Un voyage, ça ne se passe pas toujours de la façon dont on le souhaite. Cette déconvenue un peu cruelle, je ne l’avais jamais vraiment expérimentée depuis la Malaisie il y a… oh, six ans ! Cette fois-ci, au mois de juin 2015, ce fut sur la route de Madère que les vents de l’Atlantique décidèrent de reporter mon arrivée sur ce sol insulaire bien singulier. Des rafales à 35 / 40 nœuds en travers quand les pilotes ont pour critère de ne pas dépasser les 25 pour cette piste courte et étroite qui cause encore beaucoup de suées à ceux qui nous transportent.

Le message était déjà clair au départ de Paris, encore plus à Porto : on allait « essayer » d’atterrir. Je n’aime pas trop le mot « essayer », surtout quand on parle de poser un bout de ferraille plein de kérosène et de chair humaine sur un bout de tarmac, à quelque chose comme 200 km/h.
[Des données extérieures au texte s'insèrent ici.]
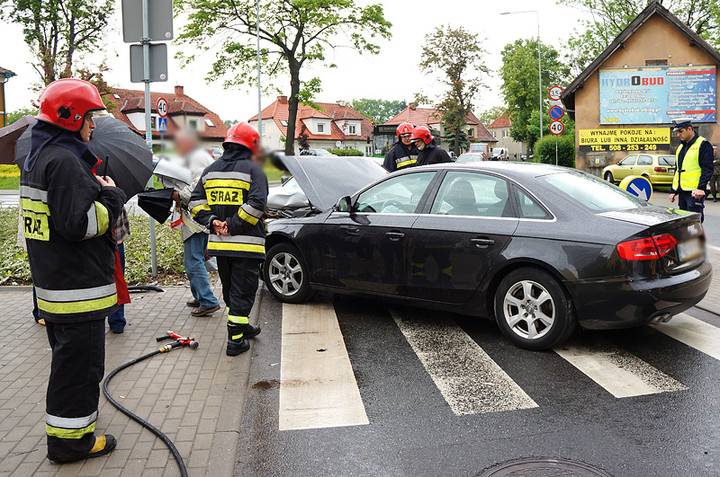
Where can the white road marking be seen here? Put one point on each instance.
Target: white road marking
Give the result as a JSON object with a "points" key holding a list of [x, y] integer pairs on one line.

Toujours est-il que les deux coucous avant nous ont réussi à se poser, à la faveur d’un coup de calme. Alors on s’est approchés, nous aussi. On voit la piste à tribord, on vire sur l’aile au ras des flots et ça remue déjà pas mal.

Approche finale, la piste se laisse apercevoir un dernier instant et on se dit que c’est bon, ça va passer. Rafale. L’avion pivote de beaucoup trop de degrés autour de son axe, l’aile pointe au sol et n’est pas bien loin de toucher la piste ou le début de la piste, je ne me souviens plus bien mais je me suis dit « ah, là, c’est bon », chose que je ne me dis jamais. Ce ne fut finalement pas bon grâce aux réflexes du commandant qui en deux coups de manches réussit à nous stabiliser de nouveau. Trop tard. Piste trop courte. Remise des gaz obligatoire car si on se posait, on finissait à la baille. Quiconque a vu la piste à Madère sait de quoi je parle.
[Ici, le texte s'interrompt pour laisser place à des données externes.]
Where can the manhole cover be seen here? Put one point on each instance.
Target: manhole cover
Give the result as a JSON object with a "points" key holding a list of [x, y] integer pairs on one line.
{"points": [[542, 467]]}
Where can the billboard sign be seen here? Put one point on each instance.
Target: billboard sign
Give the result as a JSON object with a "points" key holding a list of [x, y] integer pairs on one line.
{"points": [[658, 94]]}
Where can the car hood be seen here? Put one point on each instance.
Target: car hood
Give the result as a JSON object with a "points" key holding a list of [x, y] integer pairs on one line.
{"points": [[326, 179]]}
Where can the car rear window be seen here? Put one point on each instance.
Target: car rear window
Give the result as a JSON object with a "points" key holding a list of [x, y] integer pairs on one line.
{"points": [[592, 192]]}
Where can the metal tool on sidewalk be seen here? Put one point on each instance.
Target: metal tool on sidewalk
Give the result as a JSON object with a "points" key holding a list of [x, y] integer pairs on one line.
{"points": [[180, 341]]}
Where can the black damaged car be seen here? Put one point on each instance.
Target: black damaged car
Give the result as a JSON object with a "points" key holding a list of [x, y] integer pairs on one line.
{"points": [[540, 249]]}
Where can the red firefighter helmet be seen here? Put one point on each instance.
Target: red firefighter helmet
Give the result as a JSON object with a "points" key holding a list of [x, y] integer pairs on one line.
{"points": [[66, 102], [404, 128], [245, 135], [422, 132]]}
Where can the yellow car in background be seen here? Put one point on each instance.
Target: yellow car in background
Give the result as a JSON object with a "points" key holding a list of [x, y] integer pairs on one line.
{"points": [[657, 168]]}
Alors on s’est retrouvés à Porto de nouveau. Puis à un hôtel en pleine nuit, avec un buffet gargantuesque. Le décollage était prévu le lendemain matin mais il n’en fut rien. Obligés de passer une journée là, hors programme, hors volonté, hors envie, hors tout. Tout le contraire du voyage prévu, planifié, rêvé et désiré. On fait quoi dans ces cas-là ? On improvise. On chausse les godasses, le sac photo et on enquille les kilomètres comme on peut, à la recherche du coin mignon, du coin joli et des bonnes choses.

La zone de Mira (on logeait à la Quinta da Lagoa, un fort bel endroit soit dit en passant) est riche de marécages, de canaux et de dunes. Le programme semblait donc tout trouvé : se balader au milieu des eucalyptus, arpenter la forêt dunaire et poser son cul au bord de l’océan Atlantique au pied des dunes de Mira. Dont acte.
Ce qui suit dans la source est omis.